CK2α/CSNK2A1 Induces Resistance to Doxorubicin through SIRT6-Mediated Activation of the DNA Damage Repair Pathway
Usama Khamis Hussein,
Asmaa Gamal Ahmed,
Yiping Song,
Kyoung Min Kim,
Young Jae Moon,
Ae-Ri Ahn,
Ho Sung Park,
Su Jin Ahn,
See-Hyoung Park,
Jung Ryul Kim,
Kyu Yun Jang
Affiliations
Usama Khamis Hussein
Department of Pathology, Jeonbuk National University Medical School, Jeonju 54896, Korea
Asmaa Gamal Ahmed
Department of Pathology, Jeonbuk National University Medical School, Jeonju 54896, Korea
Yiping Song
Department of Orthopedic Surgery, Jeonbuk National University Medical School, Jeonju 54896, Korea
Kyoung Min Kim
Department of Pathology, Jeonbuk National University Medical School, Jeonju 54896, Korea
Young Jae Moon
Research Institute of Clinical Medicine of Jeonbuk National University-Biomedical Research Institute of Jeonbuk National University Hospital, Jeonju 54907, Korea
Ae-Ri Ahn
Department of Pathology, Jeonbuk National University Medical School, Jeonju 54896, Korea
Ho Sung Park
Department of Pathology, Jeonbuk National University Medical School, Jeonju 54896, Korea
Su Jin Ahn
Department of Biochemistry and Molecular Biology, Jeonbuk National University Medical School, Jeonju 54896, Korea
See-Hyoung Park
Department of Bio and Chemical Engineering, Hongik University, Sejong 30016, Korea
Jung Ryul Kim
Research Institute of Clinical Medicine of Jeonbuk National University-Biomedical Research Institute of Jeonbuk National University Hospital, Jeonju 54907, Korea
Kyu Yun Jang
Department of Pathology, Jeonbuk National University Medical School, Jeonju 54896, Korea
CK2α/CSNK2A1 is involved in cancer progression by phosphorylating various signaling molecules.
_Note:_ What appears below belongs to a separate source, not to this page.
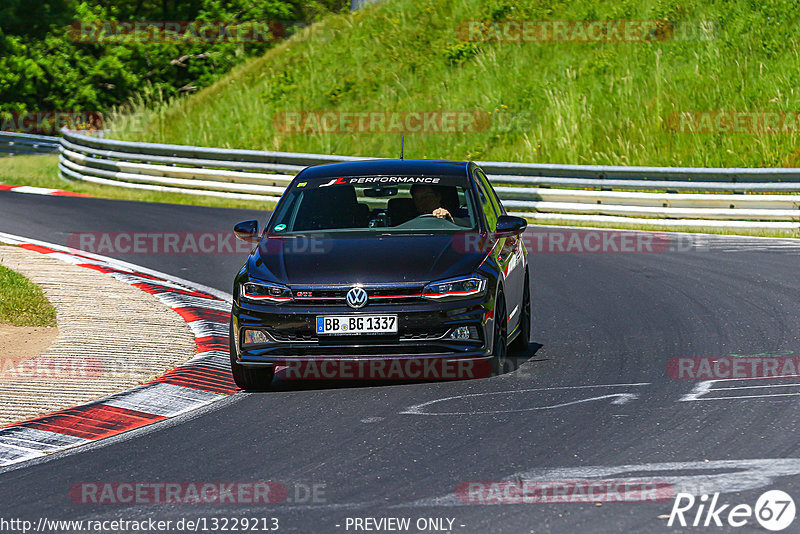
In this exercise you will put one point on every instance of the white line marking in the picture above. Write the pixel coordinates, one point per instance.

Considering the role of CSNK2A1 in cancer progression and the phosphorylation of SIRT6 and the role of SIRT6 in chemoresistance through the DNA damage repair pathway, CSNK2A1 and SIRT6 might be involved in resistance to conventional anti-cancer therapies. We evaluated the expression of CSNK2A1 and phosphorylated SIRT6 in the 37 osteosarcoma patients and investigated the effects of CSNK2A1 and the phosphorylation of SIRT6 on Ser338 on resistance to the anti-cancer effects of doxorubicin. Higher expression of CSNK2A1 and phosphorylated SIRT6 was associated with shorter survival in osteosarcoma patients. U2OS and KHOS/NP osteosarcoma cells with induced overexpression of CSNK2A1 were resistant to the cytotoxic effects of doxorubicin, and the knock-down of CSNK2A1 potentiated the cytotoxic effects of doxorubicin. CSNK2A1 overexpression-mediated resistance to doxorubicin was associated with SIRT6 phosphorylation and the induction of the DNA damage repair pathway molecules. CSNK2A1- and SIRT6-mediated resistance to doxorubicin in vivo was attenuated via mutation of SIRT6 at the Ser338 phosphorylation site. Emodin, a CSNK2A1 inhibitor, potentiated the cytotoxic effects of doxorubicin in osteosarcoma cells. This study suggests that blocking the CSNK2A1-SIRT6-DNA damage repair pathway might be a new therapeutic stratagem for osteosarcomas.